# Walt Compiler
This is the main walt compiler package.

### Install

`npm install --save walt-compiler`

### API

Compile and run Walt code in browser: 

```js
import compileWalt from 'walt-compiler';

const buffer = compileWalt(`
  let counter: i32 = 0;
  export function count(): i32 {
    counter += 1;
    return counter;
  }
`);

WebAssembly.instantiate(buffer).then(result => {
  console.log(`First invocation: ${result.instance.exports.count()}`);
  console.log(`Second invocation: ${result.instance.exports.count()}`);
});
```

Compile and save a `.wasm` file via Node.js: 

```js
const compileWalt = require('walt-compiler').default;
const fs = require('fs');

const buffer = compileWalt(`
  let counter: i32 = 0;
  export function count(): i32 {
    counter += 1;
    return counter;
  }
`);

fs.writeFileSync('bin.wasm', new Uint8Array(buffer));
```

#### parse

Main parse step of the compiler. Returns a bare bones Abstract Syntax Tree without
type information.
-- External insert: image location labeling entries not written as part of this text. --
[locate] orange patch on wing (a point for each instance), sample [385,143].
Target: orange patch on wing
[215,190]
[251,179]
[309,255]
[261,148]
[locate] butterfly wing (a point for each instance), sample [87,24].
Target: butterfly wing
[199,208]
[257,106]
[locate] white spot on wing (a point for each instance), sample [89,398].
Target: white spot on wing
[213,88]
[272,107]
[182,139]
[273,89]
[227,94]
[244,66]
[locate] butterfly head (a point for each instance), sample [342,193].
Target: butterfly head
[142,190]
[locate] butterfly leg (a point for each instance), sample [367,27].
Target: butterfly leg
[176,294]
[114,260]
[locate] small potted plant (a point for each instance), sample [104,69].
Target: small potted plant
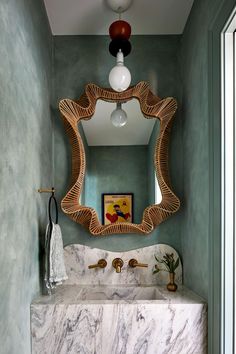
[170,265]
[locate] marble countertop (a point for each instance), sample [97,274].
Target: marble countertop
[71,295]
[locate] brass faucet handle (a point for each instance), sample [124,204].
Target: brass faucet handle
[102,263]
[117,264]
[134,263]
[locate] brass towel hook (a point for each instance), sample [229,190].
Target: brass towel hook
[46,190]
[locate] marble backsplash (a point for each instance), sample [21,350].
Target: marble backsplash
[79,257]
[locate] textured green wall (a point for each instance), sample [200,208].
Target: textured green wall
[201,229]
[79,60]
[194,64]
[117,169]
[151,166]
[26,161]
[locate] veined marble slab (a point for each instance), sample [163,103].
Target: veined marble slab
[65,324]
[79,257]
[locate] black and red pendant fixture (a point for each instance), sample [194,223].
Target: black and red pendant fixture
[120,46]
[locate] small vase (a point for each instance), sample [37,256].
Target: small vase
[171,286]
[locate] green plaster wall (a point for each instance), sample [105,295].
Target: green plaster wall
[79,60]
[26,162]
[118,169]
[201,233]
[195,222]
[150,162]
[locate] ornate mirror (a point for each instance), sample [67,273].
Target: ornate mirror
[152,108]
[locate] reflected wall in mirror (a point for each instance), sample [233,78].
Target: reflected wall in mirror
[129,159]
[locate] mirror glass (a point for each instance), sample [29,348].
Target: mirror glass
[120,159]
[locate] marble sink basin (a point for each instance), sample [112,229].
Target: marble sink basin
[120,293]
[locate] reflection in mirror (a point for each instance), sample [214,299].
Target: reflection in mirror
[106,160]
[120,159]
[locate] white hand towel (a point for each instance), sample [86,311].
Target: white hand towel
[56,271]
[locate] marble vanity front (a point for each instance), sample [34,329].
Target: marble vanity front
[128,318]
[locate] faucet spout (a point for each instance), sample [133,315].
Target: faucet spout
[117,264]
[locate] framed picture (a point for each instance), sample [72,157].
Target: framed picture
[117,207]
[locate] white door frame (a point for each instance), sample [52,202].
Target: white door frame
[228,195]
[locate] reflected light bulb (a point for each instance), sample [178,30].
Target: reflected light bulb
[118,116]
[119,77]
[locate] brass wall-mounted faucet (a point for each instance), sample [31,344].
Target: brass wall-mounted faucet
[102,263]
[117,264]
[133,263]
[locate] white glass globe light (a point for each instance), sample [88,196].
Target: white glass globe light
[118,116]
[119,6]
[119,77]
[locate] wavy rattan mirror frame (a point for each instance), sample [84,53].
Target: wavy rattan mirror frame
[152,107]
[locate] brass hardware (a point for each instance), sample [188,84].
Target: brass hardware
[134,263]
[102,263]
[43,190]
[117,264]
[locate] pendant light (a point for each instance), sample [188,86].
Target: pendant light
[118,116]
[119,77]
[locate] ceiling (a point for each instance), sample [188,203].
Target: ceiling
[99,130]
[93,17]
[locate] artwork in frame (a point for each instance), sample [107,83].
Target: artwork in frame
[117,207]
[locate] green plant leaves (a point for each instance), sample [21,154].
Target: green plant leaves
[168,261]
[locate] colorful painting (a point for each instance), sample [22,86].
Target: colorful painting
[117,208]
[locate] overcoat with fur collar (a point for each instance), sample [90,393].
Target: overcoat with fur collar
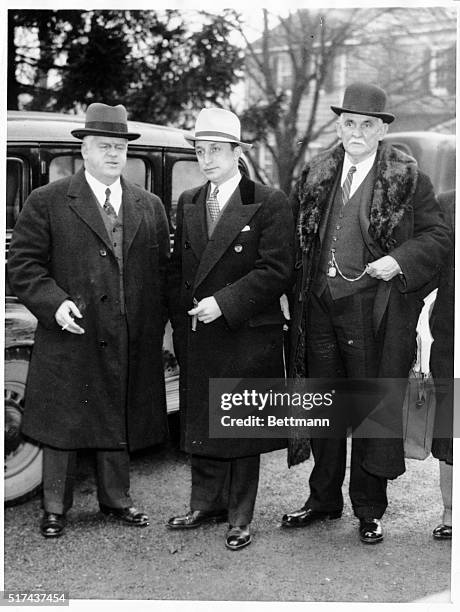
[246,265]
[403,220]
[61,250]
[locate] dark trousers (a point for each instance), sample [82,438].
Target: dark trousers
[341,344]
[226,484]
[59,471]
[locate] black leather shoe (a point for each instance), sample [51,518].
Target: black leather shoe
[195,518]
[52,525]
[442,532]
[306,516]
[370,531]
[238,537]
[129,515]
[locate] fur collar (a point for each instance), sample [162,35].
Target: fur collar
[395,184]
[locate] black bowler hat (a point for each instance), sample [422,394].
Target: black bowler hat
[104,120]
[364,99]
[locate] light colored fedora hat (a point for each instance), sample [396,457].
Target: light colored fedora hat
[218,125]
[104,120]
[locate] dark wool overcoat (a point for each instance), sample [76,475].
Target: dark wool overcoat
[61,250]
[442,350]
[404,220]
[246,265]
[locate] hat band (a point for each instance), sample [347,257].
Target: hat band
[198,135]
[106,126]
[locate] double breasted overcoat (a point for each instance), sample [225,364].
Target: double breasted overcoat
[402,219]
[246,265]
[61,250]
This tree cannot be directly compiled without semantic analysis, but
can be transformed easily.

```js
import { parser } from 'walt-compiler';

const ast = parser(`
  type MyObjectType = { 'foo': i32, 'bar': f32 };
  export function test(): f32 {
    const obj: MyObjectType = 0;
    obj['foo'] = 2;
    obj['bar'] = 2.0;
    return obj['foo'] + obj['bar'];
  }
`);

console.log(ast); // { value: 'ROOT_NODE', Type: 'Program', range: [...], params: [...] .... }
```

#### prettyPrintNode

Provides a human readable output of the AST nodes. Returns a string, does not log to console.

#### semantics

Semantic Analyzer, takes a bare AST and returns a transformed version of the AST with semantics
applied(type indexes etc.,).

#### generator

Intermediate code generator, takes an AST and returns a Program object.

#### emitter

Binary emitter, takes a Program and returns an OutputStream object. `OutputStream.buffer()`
generates a "real" binary buffer.

#### debug

Used for debugging the buffer returned by emitter. Returns a string representation of the binary program.